I described Broadcom as “increasingly one of the most-feared technology companies in the world” in 2017. It was, at the time, basically a key supplier to Apple for WiFi and Bluetooth chips, as well as other chips and sensors used in iPhones, and had a market value of about US$110 billion. It was trying to gobble up rival chipmaker Qualcomm, which makes cellular baseband chips, through a hostile takeover.
In November 2017, I wrote a cover story for The Edge Singapore (Issue 806, Nov 20, 2017), which explained how Penang-born Tan Hock Eng was moving a second-tier semiconductor firm Broadcom’s domicile from Singapore to the US and mounting a US$105.3 billion takeover of rival chip firm Qualcomm to create a company that could dwarf then giant Intel. “Can he pull off the largest tech deal in history?” the story asked, and then he laid out how Tan’s acquisitive ways might change the global semiconductor industry.

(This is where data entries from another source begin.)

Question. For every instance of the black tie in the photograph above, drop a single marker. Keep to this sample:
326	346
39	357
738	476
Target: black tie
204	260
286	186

The week I wrote the story, Tan was in the White House, praising President Donald Trump, who was only in his ninth month in office, for his sweeping tax cut proposals. At the time, few CEOs were audacious enough to be in the White House lauding the then embattled President. Tan teared up as he recounted his journey as a skinny teenager from Penang who had risen to head a successful global chip player. “My mother could never have imagined that one day her son would be in the Oval Office standing beside the president of the United States,” he said in a voice choked with emotions. “And my mother, too,” Trump said as he put an arm around Tan.